僕はこの表現を目にする度に違和感を覚えてきた。
だって選手や監督の多くが「オリンピックや世界陸上で活躍する」ことを目標とするなかで、日本人一位という非公式な順位には意味が無いからだ。
この表現には、「外国人に負けてもしょうがない」というニュアンスが透けて見える。
それはレース展開にも感じられるところで、日本国内の大会で実業団所属の外国人選手が早々に先頭集団を形成し、日本人選手たちはついていく素振りもないこともある。
しかし、ゴールタイムは必ずしも日本記録を大きく上回るものではなく、付いていくことが不可能とは思えない。
ここに世界との差があると思う。
「牽制」の概念が無いレース
国際大会を見る度に驚かされるのは外国勢の「積極性」である。
強い選手が我先にと先頭を取り合い、自己ベストを上回る高速ペースでレースが進んでいくことも多い。

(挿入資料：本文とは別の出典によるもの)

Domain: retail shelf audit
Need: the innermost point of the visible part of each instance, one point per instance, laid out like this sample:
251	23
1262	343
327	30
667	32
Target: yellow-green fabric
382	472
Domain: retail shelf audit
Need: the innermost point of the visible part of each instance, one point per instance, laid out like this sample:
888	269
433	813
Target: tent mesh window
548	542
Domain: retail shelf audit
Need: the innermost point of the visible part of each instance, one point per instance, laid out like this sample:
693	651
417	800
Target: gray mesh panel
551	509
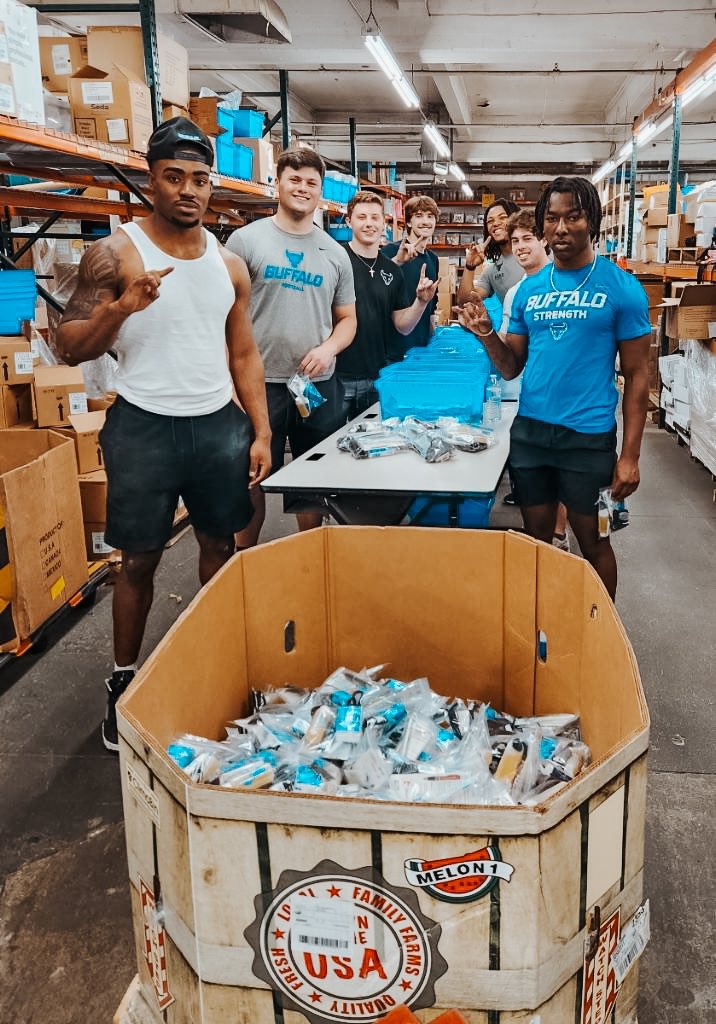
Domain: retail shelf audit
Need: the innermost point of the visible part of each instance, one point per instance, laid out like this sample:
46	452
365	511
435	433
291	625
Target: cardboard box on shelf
60	56
677	231
582	846
15	359
109	46
42	517
84	431
16	406
59	392
202	110
111	107
93	496
656	217
170	111
20	78
263	166
689	309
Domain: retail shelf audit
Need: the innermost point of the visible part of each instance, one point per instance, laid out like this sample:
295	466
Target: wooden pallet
133	1009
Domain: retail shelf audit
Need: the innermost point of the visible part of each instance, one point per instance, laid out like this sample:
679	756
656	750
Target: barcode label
322	941
319	923
632	944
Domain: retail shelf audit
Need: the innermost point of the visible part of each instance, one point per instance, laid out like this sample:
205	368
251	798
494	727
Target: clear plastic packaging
305	394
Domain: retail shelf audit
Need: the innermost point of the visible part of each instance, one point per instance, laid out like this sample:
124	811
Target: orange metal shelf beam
699	66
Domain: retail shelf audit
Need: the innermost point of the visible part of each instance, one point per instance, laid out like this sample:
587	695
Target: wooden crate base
133	1009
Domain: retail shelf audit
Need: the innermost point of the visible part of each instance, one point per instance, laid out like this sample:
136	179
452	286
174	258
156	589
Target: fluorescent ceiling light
388	65
437	138
603	171
699	88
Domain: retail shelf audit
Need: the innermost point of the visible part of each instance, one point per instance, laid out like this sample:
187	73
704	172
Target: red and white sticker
599	989
155	946
343	945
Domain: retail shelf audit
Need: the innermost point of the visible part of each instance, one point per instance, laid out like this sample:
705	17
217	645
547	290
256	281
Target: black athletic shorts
302	434
152	460
550	463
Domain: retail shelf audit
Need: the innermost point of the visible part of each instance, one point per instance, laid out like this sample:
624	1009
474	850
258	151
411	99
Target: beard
184	224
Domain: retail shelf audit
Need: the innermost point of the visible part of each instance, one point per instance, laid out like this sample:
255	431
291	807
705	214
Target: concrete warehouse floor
66	945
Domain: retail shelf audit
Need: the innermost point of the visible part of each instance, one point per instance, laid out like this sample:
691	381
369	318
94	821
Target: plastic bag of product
305	394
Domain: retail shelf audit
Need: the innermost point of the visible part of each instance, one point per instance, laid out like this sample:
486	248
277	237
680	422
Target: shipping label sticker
633	942
97	93
599	988
98	545
341	945
61	61
24	363
143	794
78	401
7	97
155	946
117	130
460	880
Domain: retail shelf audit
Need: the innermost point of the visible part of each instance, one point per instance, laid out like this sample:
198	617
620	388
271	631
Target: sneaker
116	685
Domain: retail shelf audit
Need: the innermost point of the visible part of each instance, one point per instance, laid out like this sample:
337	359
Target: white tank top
172	356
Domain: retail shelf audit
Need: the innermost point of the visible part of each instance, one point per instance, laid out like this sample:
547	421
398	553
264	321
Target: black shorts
302	434
550	464
153	460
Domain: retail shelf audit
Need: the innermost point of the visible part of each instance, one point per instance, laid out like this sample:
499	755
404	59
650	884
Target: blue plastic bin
17	299
241	124
428	395
435	511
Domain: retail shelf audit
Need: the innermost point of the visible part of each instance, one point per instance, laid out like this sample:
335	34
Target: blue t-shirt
573	340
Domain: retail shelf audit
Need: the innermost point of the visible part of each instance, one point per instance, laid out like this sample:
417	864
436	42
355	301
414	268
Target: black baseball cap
179	138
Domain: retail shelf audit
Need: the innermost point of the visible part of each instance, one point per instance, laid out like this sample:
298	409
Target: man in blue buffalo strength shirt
569	322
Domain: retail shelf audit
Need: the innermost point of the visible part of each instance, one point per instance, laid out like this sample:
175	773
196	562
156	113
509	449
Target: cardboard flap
89	72
123	72
85	423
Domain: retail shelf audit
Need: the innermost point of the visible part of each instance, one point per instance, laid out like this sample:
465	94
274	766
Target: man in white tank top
173	305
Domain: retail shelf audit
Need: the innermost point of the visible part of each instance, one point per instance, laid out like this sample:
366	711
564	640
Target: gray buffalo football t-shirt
295	282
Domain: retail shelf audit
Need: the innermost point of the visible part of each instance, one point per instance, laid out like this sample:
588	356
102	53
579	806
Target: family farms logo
342	945
460	880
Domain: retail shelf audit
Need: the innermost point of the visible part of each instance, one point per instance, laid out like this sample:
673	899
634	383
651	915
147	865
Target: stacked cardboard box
20	78
701	376
44	550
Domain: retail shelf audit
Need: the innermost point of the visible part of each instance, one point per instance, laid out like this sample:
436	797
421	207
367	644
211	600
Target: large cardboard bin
284	906
42	552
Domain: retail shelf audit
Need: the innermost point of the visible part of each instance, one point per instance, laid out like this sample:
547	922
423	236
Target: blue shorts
153	460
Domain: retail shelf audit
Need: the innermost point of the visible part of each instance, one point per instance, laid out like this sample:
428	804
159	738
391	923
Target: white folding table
380	491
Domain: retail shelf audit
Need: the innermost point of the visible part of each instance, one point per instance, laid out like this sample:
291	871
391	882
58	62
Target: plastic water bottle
492	410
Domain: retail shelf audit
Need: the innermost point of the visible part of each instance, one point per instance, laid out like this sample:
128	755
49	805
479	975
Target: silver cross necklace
370	266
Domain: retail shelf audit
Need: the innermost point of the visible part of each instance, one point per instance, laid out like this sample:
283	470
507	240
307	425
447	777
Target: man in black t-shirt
413	256
383	304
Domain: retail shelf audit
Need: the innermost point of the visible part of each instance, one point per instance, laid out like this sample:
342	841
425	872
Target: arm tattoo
96	283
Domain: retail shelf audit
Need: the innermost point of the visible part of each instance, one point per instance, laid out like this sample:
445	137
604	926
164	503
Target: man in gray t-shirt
302	310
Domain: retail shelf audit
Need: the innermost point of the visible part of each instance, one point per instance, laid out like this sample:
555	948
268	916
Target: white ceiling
525	83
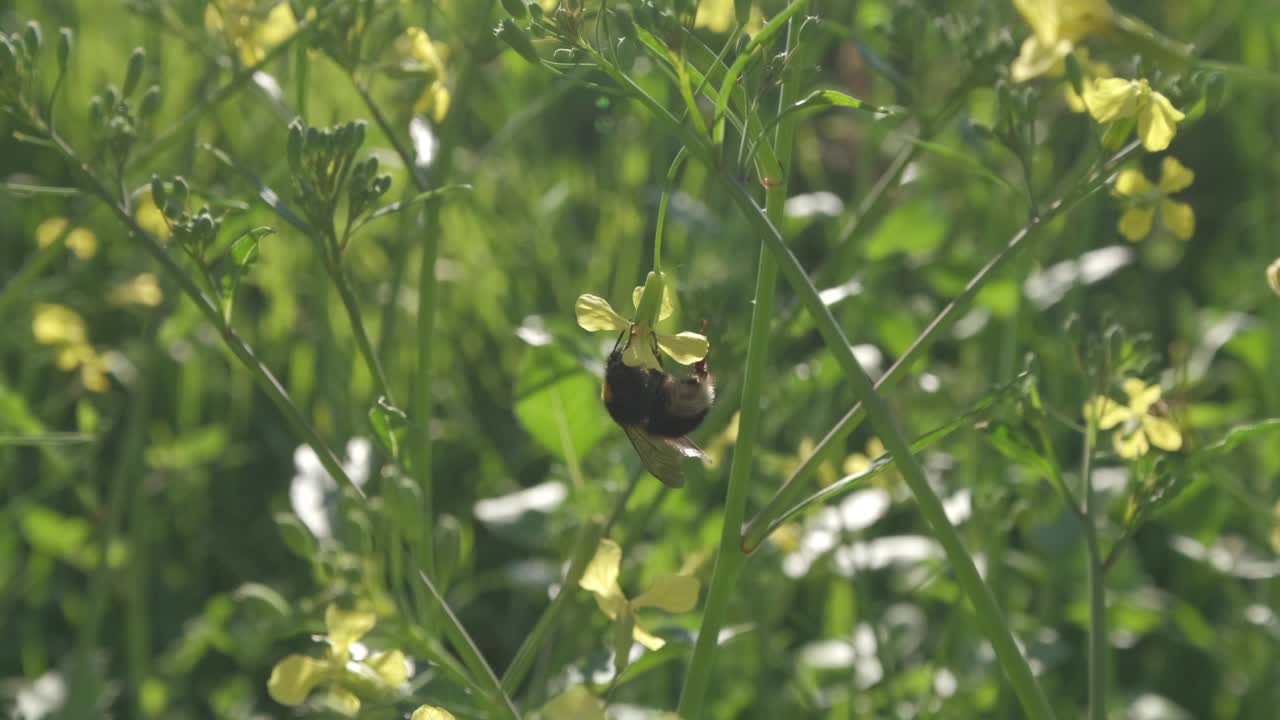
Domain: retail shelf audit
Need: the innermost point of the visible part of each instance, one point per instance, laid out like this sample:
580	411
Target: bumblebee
657	410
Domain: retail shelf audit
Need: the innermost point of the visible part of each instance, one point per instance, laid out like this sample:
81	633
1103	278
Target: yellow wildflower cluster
63	328
1136	427
428	57
1146	199
338	673
252	27
673	592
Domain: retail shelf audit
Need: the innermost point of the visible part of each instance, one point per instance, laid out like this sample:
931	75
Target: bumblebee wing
662	455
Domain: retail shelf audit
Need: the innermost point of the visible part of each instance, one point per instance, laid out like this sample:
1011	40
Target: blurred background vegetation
152	561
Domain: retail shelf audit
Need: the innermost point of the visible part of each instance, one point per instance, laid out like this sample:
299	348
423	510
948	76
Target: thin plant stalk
1098	659
728	559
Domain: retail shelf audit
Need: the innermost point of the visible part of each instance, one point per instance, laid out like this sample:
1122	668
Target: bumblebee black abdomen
680	406
629	391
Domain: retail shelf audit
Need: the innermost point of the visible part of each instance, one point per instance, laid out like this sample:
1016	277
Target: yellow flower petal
1136	223
1130	181
1037	58
648	639
1162	432
664	310
389	666
602	573
343	701
49	231
54	324
685	347
347	627
1174	176
94	373
432	712
150	217
82	242
293	678
1111	98
595	314
1141	395
1179	218
1130	446
1106	411
1157	122
670	592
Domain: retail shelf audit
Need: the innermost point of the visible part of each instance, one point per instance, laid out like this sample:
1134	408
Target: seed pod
32	39
65	39
133	73
158	194
150	101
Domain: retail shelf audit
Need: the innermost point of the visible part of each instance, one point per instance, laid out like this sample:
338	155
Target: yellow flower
428	57
1137	429
81	241
1091	73
1175	217
151	218
718	16
1111	99
62	327
1056	27
432	712
252	27
595	314
295	678
671	592
142	290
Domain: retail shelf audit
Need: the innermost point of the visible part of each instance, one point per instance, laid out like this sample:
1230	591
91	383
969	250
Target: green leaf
621	637
391	425
558	402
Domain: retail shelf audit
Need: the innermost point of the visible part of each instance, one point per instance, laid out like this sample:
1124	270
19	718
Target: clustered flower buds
324	168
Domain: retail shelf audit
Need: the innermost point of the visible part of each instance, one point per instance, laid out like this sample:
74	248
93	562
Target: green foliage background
182	469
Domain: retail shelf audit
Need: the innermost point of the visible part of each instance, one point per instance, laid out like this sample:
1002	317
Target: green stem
243	352
232	87
792	488
338	272
1098	660
471	657
85	687
584	548
988	615
676	164
728	559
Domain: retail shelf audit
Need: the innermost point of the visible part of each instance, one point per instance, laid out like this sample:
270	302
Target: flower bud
137	60
32	37
158	194
150	101
519	40
64	46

マラソン世界記録保持者のエリウド・キプチョゲのように、レース中盤で早々に独走態勢を築いて走り切ってしまう選手も珍しくない。
それは、夏開催でコンディションの厳しい世界陸上でも 変わらず、PB(パーソナルベスト)や SB(シーズンベスト)が連発して本当に面白い。
日本人選手の多くはその波に乗ることができない。
レース後のコメントは「外国勢のペースアップについていけなかった」、「自分の力を発揮できなかった」というものが多い。
逆に言えば、日本人選手が100%の力を発揮し、PBや日本記録を更新すれば世界で上位に食い込むことも不可能ではない。東京五輪の女子1500で日本記録を出して入賞した田中希実選手や、同じくマラソンで入賞した大迫傑選手は証明している。
人種は一つの要素に過ぎないと思う。
海外転戦の必要性
田中、大迫の両選手は若くしてアジア大会やU20世界選手権を経験して、目指すべき「世界」のレベルを明確に設定し、誰よりも質の高い練習を行い、世界で上位に入るためにレースを転戦して「カイゼン」を続けている。
一方で、日本の実業団選手の多くは、箱根駅伝など国内大会での成果を重視しているように映る。記録会でも互いにけん制をしてスローペースになるレースがほとんどである。
陸上ファンとしてはやっぱり日本人選手が世界と勝負する姿が見たい。
そのためには「日本人トップ」ではなく、「世界トップ」を見据えてボーダレスな武者修行をしてほしい。牽制のないぶつかり合いのレースが見たい。
自分でやるわけでもないのに無責任極まりない願望だ。
でも、田中希実選手や大迫傑選手のような、ワクワクしかしない走りを僕は、いや陸上ファンはもっと見たいのである。